Benjamin Castaldi : « Je suis un fan de cinéma ».

castaldi benjamin


« Ils se sont racontés, chacun dans une autobiographie, mais j’ai voulu aller plus loin et faire l’effort de mieux les connaître », justifie-t-il par ailleurs. « J’ai déroulé le fil », poursuit Benjamin Castaldi chez nos confrères de la Nouvelle République. « C’était passionnant pour moi. De plus, je suis un fan de cinéma, c’était un plaisir et ça m’a permis de redécouvrir un Montand qui travaillait beaucoup, toujours, et ma grand-mère qui, pour moi, était une grande actrice, un écrivain aussi, mais un peu moins populaire que lui. » Il fallait boucler la boucle » : savoir trouver le ton juste pour leur rendre hommage tout en gardant la vérité de leur histoire.
« Montand reste une figure du cinéma, même si une grande partie de sa carrière a été consacrée à la chanson et au music-hall. C’était un homme de scène. Et puis il y avait leurs engagements, politiques et humanitaires. J’ai vu ma grand-mère distribuer de la nourriture aux boat people, de l’aide alimentaire en Pologne. Elle ouvrait sa maison. »

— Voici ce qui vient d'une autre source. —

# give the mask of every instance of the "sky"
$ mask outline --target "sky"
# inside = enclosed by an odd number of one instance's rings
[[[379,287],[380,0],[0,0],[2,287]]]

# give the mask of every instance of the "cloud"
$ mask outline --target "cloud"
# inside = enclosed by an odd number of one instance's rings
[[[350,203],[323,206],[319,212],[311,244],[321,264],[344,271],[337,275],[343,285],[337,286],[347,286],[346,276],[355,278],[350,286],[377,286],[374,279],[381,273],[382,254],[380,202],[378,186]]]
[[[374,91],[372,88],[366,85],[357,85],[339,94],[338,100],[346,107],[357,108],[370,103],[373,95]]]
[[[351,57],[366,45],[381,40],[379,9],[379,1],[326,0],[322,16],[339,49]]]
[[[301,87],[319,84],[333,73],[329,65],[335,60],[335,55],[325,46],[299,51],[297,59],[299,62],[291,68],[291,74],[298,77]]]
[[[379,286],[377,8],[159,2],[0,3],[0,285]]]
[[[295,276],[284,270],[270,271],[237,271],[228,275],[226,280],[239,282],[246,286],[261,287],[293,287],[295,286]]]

« Je ne sais pas comment vous avez eu ces images ».

castaldi fils


À tout juste 50 ans, Benjamin Castaldi se sent serein mais nostalgique. « Je n’ai pas de regrets. Aujourd’hui, j’ai complété le puzzle. » Sa grand-mère Simone Signoret a disparu en 1985. Yves Montand en 1991, il y a tout juste 30 ans. « Je me suis parfois demandé : que penserait-elle ? Surtout à l’époque du Loft. Je me dis que s’ils avaient vécu plus longtemps, ma vie aurait été différente. Déjà, je pense que j’aurais fini mes études et peut-être que je ne serais pas passée à la télé. Mais je suis fier de ce que j’ai fait », conclut-il.


Dimanche 14 novembre, sur le canapé de Michel Drucker, Benjamin Castaldi ne s’attendait pas à voir ces images de ses grands-parents. Il s’agissait d’archives datant de 1994. Les équipes de Michel Drucker avaient filmé dans leur appartement parisien, à l’occasion de leur déménagement.
Benjamin Castaldi ne s’attendait pas à cette surprise. Il ne cache pas son émotion. « C’est magnifique, hein ? », a-t-il dit, les larmes aux yeux. « Je ne sais pas comment vous avez eu ces photos, mais ce qui est fou, c’est que la maison n’a pas bougé. Quelque part, elle est toujours là, c’est bien », a-t-il dit à Michel Drucker, heureux et touché au cœur.